Date Submitted: 15-Dec-01
By: Marlon Kempmann (mkempmann at kw dot igs dot net)
"This isn't as much a GGF opinion, as it is an Interregnum point of view. I am speaking of the GGF cd "The Brondesbury Tapes (1968)"; a collection of home recordings (some of quite amazing quality) by the aforementioned. The music isn't for everyone, although I savoured every track. However, in the historical timeline, it magnificently shows the transformation of GGF to King Crimson. There are several musical themes stated that have transmogrified into the more familiar KC recorded versions. For that reason alone (in my opinion), the cd is a must own for every Crimsoficionado. (I have always been a sucker for the development of a song; from conception to recording.)"
Date Submitted: 18-Dec-01
By: Lynn Neil (LynnNeil at aol dot com)
"A simply stunning release, great to hear the G G & F tracks with the addition of Ian MCdonald on flute and saxes. The unreleased tracks featuring Judy Dyble are also a joy especially Make It Today Great Sound quality, great sleeve notes What more do we want????"
Date Submitted: 11-Oct-02
By: Chris Jones (chris.jones.05 at bbc dot co dot uk)
"Already partially unleashed on vinyl earlier this year under the name of Metaphormosis, this timely CD release fills in a sizeable hole in the enigmatic career of the mighty Fripp and pals and their part in the creation of the Crimson King. Mainly consisting of demos recorded at the titular address, this document is amazing for two reasons. Firstly, as the splendid sleeve notes demonstrate, this was far more than a couple of mikes fed into a Revox set-up. The sound quality of these pieces is a testament to the precision of artists forced to work under primitive conditions while developing a profile which their first album (The Cheerful Insanity Of Giles, Giles And Fripp) - with it's bland production - failed to deliver.

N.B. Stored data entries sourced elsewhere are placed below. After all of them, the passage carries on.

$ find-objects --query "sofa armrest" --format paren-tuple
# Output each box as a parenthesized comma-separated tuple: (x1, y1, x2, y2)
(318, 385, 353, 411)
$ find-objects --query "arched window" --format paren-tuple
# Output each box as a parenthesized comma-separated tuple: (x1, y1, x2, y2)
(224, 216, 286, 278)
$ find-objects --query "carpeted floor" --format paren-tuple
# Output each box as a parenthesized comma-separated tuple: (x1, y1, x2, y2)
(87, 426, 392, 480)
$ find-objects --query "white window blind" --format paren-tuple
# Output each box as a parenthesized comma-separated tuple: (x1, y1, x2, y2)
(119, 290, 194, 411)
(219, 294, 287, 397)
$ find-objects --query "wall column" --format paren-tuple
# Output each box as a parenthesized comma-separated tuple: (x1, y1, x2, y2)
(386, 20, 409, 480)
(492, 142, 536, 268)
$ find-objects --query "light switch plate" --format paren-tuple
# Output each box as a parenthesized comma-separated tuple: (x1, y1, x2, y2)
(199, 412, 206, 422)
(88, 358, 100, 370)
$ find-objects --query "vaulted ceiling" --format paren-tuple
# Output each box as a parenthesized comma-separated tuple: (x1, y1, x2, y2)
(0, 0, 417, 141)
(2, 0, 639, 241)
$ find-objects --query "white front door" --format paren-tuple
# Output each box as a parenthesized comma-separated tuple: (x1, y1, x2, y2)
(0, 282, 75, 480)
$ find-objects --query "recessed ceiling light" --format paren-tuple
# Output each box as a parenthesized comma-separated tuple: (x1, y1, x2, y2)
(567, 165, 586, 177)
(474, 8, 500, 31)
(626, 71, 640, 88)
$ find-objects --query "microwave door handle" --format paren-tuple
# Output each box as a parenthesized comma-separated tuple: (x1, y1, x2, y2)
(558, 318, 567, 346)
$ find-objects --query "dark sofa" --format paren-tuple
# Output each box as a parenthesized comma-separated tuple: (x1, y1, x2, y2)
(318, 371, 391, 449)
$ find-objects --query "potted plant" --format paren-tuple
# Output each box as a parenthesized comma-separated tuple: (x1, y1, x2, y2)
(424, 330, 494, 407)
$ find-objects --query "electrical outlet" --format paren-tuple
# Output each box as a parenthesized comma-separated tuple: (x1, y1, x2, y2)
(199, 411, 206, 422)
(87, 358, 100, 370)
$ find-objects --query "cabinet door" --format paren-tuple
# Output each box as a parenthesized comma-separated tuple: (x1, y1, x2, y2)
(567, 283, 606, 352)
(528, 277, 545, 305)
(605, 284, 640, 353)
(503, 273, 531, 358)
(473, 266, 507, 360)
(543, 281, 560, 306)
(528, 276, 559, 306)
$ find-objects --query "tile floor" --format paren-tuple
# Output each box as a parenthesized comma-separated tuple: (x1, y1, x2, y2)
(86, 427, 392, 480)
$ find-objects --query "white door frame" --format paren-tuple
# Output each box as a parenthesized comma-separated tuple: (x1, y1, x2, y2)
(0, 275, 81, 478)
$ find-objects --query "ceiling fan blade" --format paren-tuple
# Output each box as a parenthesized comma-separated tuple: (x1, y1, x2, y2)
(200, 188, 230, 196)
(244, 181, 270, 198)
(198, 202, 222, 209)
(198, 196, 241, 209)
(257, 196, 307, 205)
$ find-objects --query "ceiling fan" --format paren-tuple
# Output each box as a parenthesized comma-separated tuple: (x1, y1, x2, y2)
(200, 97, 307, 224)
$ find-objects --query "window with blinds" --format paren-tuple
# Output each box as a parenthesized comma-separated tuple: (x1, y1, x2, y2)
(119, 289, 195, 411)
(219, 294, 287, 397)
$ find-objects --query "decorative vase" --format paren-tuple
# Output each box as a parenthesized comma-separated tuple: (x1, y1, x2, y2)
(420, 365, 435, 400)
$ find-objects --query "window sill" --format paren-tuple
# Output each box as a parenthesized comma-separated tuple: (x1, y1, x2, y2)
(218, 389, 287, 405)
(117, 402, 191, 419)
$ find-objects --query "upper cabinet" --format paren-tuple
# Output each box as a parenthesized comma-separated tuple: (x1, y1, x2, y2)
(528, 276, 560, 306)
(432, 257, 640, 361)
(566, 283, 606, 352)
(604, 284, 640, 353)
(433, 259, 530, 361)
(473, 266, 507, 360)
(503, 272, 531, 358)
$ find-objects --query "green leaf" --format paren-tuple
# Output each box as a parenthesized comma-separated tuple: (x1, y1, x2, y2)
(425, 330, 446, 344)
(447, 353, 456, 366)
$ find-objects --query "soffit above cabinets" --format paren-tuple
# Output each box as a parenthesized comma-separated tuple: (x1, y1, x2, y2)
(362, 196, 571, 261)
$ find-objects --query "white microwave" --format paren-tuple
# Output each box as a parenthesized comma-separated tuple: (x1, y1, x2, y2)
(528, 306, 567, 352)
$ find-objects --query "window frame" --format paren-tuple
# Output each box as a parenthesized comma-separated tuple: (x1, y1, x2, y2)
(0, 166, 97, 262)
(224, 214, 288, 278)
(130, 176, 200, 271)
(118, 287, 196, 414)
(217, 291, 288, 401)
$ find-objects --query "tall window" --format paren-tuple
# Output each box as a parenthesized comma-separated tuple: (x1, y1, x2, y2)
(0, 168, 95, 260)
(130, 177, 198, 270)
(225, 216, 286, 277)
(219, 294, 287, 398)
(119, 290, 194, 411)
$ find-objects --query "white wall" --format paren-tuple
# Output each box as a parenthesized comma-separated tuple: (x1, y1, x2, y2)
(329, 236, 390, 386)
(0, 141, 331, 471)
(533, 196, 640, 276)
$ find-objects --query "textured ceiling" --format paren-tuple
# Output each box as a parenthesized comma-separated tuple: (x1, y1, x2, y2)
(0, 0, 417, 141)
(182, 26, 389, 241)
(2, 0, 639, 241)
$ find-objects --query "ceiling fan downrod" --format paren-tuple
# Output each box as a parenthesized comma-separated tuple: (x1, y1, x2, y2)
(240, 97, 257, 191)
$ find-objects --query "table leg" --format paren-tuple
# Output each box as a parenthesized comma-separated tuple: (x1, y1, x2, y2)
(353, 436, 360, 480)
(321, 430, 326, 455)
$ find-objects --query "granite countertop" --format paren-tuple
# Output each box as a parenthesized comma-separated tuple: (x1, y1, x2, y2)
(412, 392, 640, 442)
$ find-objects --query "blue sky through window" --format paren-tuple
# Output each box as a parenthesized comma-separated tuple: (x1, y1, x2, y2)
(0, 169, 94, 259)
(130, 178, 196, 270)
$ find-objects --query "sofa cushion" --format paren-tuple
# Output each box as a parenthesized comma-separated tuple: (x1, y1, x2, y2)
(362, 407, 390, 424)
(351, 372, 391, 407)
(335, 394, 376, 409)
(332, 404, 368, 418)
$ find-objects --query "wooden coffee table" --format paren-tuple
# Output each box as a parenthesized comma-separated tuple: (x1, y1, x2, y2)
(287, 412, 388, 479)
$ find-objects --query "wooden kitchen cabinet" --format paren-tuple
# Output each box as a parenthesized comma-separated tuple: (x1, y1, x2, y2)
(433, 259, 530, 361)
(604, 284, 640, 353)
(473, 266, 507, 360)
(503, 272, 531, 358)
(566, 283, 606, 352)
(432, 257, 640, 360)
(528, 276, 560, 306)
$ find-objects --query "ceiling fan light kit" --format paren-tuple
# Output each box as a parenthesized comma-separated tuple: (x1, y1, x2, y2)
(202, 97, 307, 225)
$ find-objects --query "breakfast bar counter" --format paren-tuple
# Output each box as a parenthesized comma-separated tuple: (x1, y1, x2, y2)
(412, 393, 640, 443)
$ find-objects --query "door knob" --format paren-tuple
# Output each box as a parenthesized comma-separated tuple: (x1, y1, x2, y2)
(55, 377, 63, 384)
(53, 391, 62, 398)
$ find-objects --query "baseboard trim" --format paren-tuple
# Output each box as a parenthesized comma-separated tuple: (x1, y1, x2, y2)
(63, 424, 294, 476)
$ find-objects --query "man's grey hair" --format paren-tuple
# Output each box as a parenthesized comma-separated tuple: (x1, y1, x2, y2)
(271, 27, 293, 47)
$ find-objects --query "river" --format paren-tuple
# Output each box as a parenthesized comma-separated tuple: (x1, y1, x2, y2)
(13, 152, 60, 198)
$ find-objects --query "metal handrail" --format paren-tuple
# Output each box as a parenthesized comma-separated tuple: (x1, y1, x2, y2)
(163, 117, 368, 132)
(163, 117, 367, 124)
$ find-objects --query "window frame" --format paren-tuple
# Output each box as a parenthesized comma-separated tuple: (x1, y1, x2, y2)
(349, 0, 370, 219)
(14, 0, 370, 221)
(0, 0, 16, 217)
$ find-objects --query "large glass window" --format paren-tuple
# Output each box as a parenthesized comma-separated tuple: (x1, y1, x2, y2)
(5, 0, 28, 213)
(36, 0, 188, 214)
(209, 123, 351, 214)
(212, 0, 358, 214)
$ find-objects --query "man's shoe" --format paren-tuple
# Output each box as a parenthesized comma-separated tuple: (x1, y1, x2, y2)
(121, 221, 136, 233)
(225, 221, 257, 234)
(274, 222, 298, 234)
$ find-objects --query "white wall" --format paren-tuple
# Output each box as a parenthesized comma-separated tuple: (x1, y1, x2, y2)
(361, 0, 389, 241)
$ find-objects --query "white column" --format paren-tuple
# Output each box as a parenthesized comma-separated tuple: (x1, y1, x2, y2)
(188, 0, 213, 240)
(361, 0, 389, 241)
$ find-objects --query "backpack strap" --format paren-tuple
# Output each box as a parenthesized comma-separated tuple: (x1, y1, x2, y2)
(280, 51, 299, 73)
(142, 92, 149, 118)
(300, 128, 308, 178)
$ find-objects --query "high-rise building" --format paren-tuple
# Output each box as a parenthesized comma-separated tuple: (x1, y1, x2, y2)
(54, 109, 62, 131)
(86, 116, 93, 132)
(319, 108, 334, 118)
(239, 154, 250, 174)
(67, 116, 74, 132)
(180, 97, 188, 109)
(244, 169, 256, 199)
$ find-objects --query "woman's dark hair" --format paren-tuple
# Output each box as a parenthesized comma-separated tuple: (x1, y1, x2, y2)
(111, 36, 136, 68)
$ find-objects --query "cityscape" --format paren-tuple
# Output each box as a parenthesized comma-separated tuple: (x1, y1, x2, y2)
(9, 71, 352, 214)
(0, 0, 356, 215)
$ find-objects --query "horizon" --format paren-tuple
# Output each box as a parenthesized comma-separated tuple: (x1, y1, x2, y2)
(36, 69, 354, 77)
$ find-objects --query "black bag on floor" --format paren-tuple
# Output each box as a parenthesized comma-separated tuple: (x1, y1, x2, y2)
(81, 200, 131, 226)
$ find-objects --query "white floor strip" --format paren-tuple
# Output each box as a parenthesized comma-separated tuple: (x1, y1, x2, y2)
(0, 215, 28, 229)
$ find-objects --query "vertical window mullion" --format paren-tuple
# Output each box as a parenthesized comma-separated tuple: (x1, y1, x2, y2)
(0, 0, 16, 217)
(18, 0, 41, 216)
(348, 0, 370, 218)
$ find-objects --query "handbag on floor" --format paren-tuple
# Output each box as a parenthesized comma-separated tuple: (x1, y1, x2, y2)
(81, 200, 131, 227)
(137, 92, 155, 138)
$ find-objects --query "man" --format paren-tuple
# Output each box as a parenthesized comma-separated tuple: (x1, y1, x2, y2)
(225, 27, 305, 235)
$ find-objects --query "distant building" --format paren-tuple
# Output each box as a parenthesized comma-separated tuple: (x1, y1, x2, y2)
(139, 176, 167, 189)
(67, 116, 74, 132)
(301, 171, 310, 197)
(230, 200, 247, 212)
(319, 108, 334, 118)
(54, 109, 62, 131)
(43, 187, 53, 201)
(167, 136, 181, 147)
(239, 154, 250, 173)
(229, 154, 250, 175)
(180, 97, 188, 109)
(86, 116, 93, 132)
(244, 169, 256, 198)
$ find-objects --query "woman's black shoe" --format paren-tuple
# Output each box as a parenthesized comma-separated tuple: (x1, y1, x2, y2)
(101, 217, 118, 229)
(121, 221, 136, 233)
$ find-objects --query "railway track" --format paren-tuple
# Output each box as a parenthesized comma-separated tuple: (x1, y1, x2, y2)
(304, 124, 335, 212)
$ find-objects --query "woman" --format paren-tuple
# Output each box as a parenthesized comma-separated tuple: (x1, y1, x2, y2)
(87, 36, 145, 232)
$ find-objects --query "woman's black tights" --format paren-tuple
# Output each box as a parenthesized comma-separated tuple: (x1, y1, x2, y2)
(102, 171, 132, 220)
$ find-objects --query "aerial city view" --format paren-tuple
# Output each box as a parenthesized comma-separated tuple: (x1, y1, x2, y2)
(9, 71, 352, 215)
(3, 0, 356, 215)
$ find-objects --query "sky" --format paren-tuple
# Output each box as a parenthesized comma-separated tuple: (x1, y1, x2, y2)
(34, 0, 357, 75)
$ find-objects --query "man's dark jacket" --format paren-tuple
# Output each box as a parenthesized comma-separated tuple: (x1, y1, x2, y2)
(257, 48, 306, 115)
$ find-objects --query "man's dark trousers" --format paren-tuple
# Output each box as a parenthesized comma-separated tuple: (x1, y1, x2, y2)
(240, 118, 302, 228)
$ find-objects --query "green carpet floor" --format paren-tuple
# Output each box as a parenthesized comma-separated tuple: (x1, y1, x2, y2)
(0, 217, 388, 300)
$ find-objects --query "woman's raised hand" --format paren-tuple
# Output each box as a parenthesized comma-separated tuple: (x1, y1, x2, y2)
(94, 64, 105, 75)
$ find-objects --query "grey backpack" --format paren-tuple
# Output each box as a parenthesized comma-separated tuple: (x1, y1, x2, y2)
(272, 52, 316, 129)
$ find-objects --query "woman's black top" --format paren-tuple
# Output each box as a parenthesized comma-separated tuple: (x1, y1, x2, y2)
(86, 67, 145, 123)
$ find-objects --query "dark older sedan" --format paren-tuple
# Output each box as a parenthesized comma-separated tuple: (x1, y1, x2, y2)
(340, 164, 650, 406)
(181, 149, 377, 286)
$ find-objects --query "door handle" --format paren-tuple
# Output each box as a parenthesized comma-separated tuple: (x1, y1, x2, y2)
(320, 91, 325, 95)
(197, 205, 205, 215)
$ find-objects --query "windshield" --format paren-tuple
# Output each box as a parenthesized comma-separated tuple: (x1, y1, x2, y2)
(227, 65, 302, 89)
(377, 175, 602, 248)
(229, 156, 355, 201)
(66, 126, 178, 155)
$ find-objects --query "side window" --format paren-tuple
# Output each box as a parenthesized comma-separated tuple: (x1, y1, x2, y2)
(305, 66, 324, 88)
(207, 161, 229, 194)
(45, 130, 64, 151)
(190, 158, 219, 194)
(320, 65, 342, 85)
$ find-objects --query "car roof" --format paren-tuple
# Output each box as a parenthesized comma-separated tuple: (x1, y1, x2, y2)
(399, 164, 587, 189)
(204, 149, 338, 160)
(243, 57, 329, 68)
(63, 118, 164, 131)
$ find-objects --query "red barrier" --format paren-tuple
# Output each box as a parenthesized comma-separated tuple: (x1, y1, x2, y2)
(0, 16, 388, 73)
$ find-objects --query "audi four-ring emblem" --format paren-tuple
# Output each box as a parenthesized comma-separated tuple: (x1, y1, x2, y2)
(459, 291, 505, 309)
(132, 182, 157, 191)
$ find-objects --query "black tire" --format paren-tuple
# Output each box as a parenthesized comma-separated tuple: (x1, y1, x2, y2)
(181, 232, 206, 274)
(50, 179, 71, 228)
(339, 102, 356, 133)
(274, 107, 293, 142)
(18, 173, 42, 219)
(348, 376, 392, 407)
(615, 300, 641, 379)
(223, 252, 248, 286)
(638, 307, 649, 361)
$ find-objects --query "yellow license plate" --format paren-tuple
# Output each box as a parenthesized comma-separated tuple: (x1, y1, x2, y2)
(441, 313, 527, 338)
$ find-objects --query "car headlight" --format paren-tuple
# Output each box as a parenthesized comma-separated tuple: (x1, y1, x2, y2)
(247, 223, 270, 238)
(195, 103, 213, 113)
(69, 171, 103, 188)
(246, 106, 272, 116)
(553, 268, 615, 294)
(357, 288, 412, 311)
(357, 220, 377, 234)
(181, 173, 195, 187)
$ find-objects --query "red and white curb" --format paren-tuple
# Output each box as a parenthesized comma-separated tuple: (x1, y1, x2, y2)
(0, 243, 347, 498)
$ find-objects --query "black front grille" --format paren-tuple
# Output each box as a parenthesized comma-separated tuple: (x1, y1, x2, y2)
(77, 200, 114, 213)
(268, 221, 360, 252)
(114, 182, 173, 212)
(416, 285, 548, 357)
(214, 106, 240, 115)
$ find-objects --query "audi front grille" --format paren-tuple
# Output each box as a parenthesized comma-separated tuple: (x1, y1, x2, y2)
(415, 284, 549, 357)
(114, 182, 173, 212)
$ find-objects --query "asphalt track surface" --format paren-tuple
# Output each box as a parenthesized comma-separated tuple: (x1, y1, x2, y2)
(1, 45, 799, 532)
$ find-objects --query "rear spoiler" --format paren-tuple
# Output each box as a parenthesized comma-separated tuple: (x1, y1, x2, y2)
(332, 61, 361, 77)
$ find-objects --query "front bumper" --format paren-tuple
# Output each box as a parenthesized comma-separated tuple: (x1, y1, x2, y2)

Secondly, with its addition of key players such as Ian MacDonald on wind instruments and Pete Sinfield, this shows how a year of hard work away from the limelight could turn a jokey little trio into a powerful musical unit, ready to take on the post psychedelic music scene.
"It is fascinating to finally hear all of the tracks that featured the criminally underrated Judy Dyble, the original vocalist with Fairport Convention. Committed King Crimson fans will already be familiar with her rendition of "I Talk To The Wind", but on the evidence of the other material on offer here, she should have stayed for longer than the mere two or three months it took to record them. "Drop In" by Fripp, which became a Crimson live staple the following year, makes its first appearance here as does a re-versioned "Suite No. 1" which should dispel any notion that the Wimborne wonder was anything less than a young genius of the fretboard.
"Lush harmonies, assured, jazzy instrumentation and a sense of humour (check out those Pythonesque photos!), all wrapped up with most scholarly and amusing sleeve notes from Pete Giles. This is both a lovingly prepared historical document and a well-prepared argument in favour of a band who have, for too long, languished in the shadows as a mere precursor to greater things. Why don't you just drop in?"